Connection to MQTT-Broker get lost every 200 minutes

Setting:
mqtt-Broker: Mosquitto 2.0.4 on Raspberry Pi4 (Raspberry Pi OS Lite)
platform: espressif32@3.0.0
board: esp32doit-devkit-v1
mqtt-Client: knolleary/PubSubClient@^2.8

Hi Community,

this setting produces mqtt-reconnects in periodic intervals of exactly 200 minutes. I noticed that several users have had the same experience.

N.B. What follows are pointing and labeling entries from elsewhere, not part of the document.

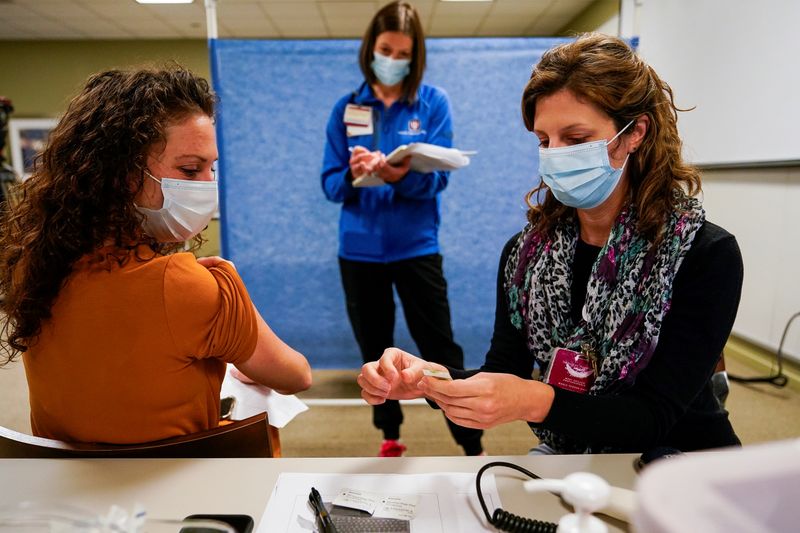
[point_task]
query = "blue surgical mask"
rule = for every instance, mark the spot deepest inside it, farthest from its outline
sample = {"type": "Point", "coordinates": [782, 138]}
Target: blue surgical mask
{"type": "Point", "coordinates": [580, 175]}
{"type": "Point", "coordinates": [187, 209]}
{"type": "Point", "coordinates": [390, 71]}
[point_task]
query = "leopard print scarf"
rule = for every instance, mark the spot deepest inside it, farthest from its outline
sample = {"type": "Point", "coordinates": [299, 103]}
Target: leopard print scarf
{"type": "Point", "coordinates": [629, 292]}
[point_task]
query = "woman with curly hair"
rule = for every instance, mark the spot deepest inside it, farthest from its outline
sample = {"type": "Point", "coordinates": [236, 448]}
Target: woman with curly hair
{"type": "Point", "coordinates": [615, 301]}
{"type": "Point", "coordinates": [123, 340]}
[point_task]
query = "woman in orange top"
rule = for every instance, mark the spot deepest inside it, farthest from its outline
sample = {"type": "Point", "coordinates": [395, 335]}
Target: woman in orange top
{"type": "Point", "coordinates": [125, 341]}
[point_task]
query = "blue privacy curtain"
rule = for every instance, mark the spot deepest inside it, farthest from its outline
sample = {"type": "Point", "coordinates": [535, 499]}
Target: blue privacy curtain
{"type": "Point", "coordinates": [281, 232]}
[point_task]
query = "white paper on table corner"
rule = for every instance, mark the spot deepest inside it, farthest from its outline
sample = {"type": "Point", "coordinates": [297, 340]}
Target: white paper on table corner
{"type": "Point", "coordinates": [254, 399]}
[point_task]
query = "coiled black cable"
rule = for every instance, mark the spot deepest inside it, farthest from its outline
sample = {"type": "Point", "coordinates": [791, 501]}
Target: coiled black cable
{"type": "Point", "coordinates": [505, 521]}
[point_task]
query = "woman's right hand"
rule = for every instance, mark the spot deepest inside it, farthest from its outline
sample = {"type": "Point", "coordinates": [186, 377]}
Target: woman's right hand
{"type": "Point", "coordinates": [362, 161]}
{"type": "Point", "coordinates": [393, 377]}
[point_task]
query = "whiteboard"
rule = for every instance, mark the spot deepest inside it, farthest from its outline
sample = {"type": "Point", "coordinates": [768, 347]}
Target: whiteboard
{"type": "Point", "coordinates": [737, 62]}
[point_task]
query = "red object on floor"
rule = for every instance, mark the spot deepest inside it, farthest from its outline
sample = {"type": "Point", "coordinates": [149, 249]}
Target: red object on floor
{"type": "Point", "coordinates": [392, 448]}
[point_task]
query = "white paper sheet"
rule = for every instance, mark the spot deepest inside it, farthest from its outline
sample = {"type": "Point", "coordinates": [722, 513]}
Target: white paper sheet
{"type": "Point", "coordinates": [448, 502]}
{"type": "Point", "coordinates": [254, 399]}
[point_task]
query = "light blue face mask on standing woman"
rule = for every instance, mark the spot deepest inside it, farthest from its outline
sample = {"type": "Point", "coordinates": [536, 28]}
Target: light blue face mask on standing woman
{"type": "Point", "coordinates": [390, 71]}
{"type": "Point", "coordinates": [580, 175]}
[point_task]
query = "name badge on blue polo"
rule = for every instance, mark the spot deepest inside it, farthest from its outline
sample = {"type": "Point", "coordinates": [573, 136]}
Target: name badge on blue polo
{"type": "Point", "coordinates": [358, 119]}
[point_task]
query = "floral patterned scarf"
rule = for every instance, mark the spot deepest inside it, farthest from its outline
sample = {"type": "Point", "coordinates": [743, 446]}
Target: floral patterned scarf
{"type": "Point", "coordinates": [628, 295]}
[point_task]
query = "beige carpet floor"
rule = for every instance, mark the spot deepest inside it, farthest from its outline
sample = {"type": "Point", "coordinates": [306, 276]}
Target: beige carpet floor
{"type": "Point", "coordinates": [759, 413]}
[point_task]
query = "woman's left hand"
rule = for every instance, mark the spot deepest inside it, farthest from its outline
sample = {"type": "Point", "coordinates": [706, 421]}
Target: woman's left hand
{"type": "Point", "coordinates": [213, 260]}
{"type": "Point", "coordinates": [488, 399]}
{"type": "Point", "coordinates": [392, 173]}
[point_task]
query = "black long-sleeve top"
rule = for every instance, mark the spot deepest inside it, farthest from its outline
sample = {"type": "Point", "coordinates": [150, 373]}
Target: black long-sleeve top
{"type": "Point", "coordinates": [671, 402]}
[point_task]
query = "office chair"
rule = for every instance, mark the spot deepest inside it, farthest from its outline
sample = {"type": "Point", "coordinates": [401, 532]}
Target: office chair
{"type": "Point", "coordinates": [251, 437]}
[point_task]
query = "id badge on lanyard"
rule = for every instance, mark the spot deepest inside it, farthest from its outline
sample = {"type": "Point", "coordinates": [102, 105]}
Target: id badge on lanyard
{"type": "Point", "coordinates": [358, 120]}
{"type": "Point", "coordinates": [571, 370]}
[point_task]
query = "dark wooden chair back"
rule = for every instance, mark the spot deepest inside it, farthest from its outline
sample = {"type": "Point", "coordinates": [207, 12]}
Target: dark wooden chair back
{"type": "Point", "coordinates": [251, 437]}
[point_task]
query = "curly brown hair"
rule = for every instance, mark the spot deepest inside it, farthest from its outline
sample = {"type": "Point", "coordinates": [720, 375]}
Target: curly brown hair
{"type": "Point", "coordinates": [80, 197]}
{"type": "Point", "coordinates": [605, 71]}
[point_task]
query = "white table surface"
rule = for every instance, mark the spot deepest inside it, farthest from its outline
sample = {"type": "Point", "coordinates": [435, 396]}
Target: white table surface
{"type": "Point", "coordinates": [175, 488]}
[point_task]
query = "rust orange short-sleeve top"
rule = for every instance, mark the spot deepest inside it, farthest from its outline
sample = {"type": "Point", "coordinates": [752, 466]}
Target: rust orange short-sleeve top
{"type": "Point", "coordinates": [137, 352]}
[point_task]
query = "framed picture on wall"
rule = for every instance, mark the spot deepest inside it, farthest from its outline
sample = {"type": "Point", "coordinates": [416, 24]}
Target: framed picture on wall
{"type": "Point", "coordinates": [28, 138]}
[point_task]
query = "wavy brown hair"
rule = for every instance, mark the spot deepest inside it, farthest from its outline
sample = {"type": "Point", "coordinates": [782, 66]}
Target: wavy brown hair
{"type": "Point", "coordinates": [604, 71]}
{"type": "Point", "coordinates": [401, 17]}
{"type": "Point", "coordinates": [80, 197]}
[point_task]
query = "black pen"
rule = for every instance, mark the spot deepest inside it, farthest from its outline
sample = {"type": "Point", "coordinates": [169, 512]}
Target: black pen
{"type": "Point", "coordinates": [323, 517]}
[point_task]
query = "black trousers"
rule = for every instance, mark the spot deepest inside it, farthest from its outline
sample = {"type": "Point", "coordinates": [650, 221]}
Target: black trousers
{"type": "Point", "coordinates": [422, 290]}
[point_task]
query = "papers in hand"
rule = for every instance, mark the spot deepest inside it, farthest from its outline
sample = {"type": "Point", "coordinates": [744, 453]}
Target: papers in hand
{"type": "Point", "coordinates": [254, 399]}
{"type": "Point", "coordinates": [424, 158]}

Is there any tip for me to fix this bug?

Can you link to those statements?

I don’t know specifically much regarding MQTT, but that sounds like either

  • the mqtt broker mosquitto is disconnecting your client – which makes sense because there’s a “Keep Alive” time setting, see here regarding max_keepalive
  • the client reconnects somehow

Did you call into the library’s

function?

I think to get a better answer though you should ask on both the library’s page (with your exact code that reconnects every 200 minutes) and on the Mosquitto side (maybe they have a community forum).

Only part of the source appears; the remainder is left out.